MyLeoNes™

Le cycle de l’eau — Sciences de la Terre, 11–13 ans

L’eau circule sans cesse entre le sol, les océans, l’air et les êtres vivants grâce à l’évaporation, la condensation, les précipitations, l’accumulation et l’infiltration.

L’eau suit des chemins différents

La même eau peut être liquide dans une rivière, vapeur invisible dans l’air ou glace solide dans un glacier. La lumière du Soleil provoque l’évaporation des surfaces mouillées, le refroidissement transforme la vapeur en gouttes et la gravité ramène l’eau sous forme de pluie, de neige ou de grêle. Elle peut ensuite couler, geler, s’infiltrer dans le sol ou être utilisée par les êtres vivants.

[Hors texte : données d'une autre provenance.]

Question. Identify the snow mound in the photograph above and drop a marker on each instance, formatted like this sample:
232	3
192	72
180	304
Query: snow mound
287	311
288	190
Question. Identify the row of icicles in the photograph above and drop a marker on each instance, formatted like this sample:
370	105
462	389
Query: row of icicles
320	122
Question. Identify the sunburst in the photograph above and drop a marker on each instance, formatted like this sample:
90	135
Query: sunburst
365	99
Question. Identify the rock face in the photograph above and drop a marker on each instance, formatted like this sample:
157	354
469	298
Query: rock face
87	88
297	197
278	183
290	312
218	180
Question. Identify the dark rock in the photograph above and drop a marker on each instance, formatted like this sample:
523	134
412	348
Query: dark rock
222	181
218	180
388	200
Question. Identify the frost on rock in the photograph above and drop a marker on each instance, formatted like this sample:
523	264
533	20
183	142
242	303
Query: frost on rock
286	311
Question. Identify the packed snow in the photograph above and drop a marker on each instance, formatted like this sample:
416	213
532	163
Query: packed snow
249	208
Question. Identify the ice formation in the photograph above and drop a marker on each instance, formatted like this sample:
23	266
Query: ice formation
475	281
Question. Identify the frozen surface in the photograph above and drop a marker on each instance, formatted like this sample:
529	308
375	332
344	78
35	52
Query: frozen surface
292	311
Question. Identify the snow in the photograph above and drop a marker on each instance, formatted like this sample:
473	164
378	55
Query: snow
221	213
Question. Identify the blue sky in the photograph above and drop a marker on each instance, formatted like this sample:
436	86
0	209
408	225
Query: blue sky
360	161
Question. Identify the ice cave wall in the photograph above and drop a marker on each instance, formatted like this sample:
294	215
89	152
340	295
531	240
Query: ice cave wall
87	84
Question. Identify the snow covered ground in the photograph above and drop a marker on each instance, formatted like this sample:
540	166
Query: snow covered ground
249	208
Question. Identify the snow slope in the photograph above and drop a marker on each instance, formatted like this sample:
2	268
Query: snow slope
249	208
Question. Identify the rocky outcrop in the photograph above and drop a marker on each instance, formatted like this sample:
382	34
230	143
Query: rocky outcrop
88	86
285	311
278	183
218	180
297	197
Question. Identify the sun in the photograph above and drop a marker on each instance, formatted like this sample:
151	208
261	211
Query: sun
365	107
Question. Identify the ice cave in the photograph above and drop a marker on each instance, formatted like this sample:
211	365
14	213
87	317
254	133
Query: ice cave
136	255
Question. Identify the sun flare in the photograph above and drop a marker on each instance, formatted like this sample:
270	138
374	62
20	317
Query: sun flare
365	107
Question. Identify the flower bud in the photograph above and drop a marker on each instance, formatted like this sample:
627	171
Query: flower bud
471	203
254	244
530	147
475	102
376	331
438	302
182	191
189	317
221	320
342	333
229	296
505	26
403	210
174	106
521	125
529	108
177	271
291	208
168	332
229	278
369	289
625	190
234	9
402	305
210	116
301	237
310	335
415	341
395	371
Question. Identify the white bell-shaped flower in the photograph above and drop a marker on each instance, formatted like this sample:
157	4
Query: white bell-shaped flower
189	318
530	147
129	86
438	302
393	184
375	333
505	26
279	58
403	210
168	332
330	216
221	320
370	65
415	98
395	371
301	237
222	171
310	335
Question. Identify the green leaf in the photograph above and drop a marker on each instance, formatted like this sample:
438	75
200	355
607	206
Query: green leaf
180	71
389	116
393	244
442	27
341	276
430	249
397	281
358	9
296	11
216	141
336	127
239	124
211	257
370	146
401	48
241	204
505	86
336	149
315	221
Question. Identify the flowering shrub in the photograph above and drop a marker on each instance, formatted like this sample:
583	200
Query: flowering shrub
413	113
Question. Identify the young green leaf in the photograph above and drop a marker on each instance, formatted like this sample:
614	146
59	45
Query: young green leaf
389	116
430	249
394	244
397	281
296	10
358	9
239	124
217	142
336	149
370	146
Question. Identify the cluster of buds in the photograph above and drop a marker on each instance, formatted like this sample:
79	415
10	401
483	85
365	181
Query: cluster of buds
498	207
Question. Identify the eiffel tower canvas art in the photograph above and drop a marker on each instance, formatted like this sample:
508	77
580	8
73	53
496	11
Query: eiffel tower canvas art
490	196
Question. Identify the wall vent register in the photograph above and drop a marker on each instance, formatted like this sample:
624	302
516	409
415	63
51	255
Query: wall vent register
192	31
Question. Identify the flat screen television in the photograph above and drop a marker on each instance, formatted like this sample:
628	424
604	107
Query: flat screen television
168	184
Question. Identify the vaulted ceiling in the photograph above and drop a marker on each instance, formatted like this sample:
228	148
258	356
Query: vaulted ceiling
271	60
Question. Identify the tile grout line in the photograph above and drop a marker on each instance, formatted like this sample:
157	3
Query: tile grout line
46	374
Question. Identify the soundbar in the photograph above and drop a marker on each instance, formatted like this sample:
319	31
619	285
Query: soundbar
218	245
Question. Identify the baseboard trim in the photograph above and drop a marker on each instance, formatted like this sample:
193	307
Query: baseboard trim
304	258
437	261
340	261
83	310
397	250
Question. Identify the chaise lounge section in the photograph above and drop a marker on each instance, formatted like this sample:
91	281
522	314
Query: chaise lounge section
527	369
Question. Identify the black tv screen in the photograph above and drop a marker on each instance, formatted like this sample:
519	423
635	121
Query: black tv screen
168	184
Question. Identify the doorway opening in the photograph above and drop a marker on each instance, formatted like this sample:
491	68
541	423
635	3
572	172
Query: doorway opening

Pourquoi suivre le parcours de l’eau

Une flaque peut disparaître sans que l’eau soit détruite, et un endroit sec peut recevoir une pluie dont l’eau a commencé très loin. Le cycle de l’eau résout cette énigme en suivant la matière lorsqu’elle change de lieu et d’état. Il aide à comprendre les nuages, les rivières, les eaux souterraines, les sécheresses et les inondations comme les parties liées d’un même système.

Suivre une goutte

Commençons avec une goutte dans l’océan Atlantique. D’abord, la lumière du Soleil réchauffe la surface et la goutte s’évapore en vapeur d’eau. Ensuite, l’air qui monte se refroidit ; la vapeur se condense autour de minuscules particules et rejoint un nuage. Le vent emporte le nuage vers les terres, où la goutte tombe en pluie. Elle peut entrer dans un ruisseau et retourner finalement à l’océan.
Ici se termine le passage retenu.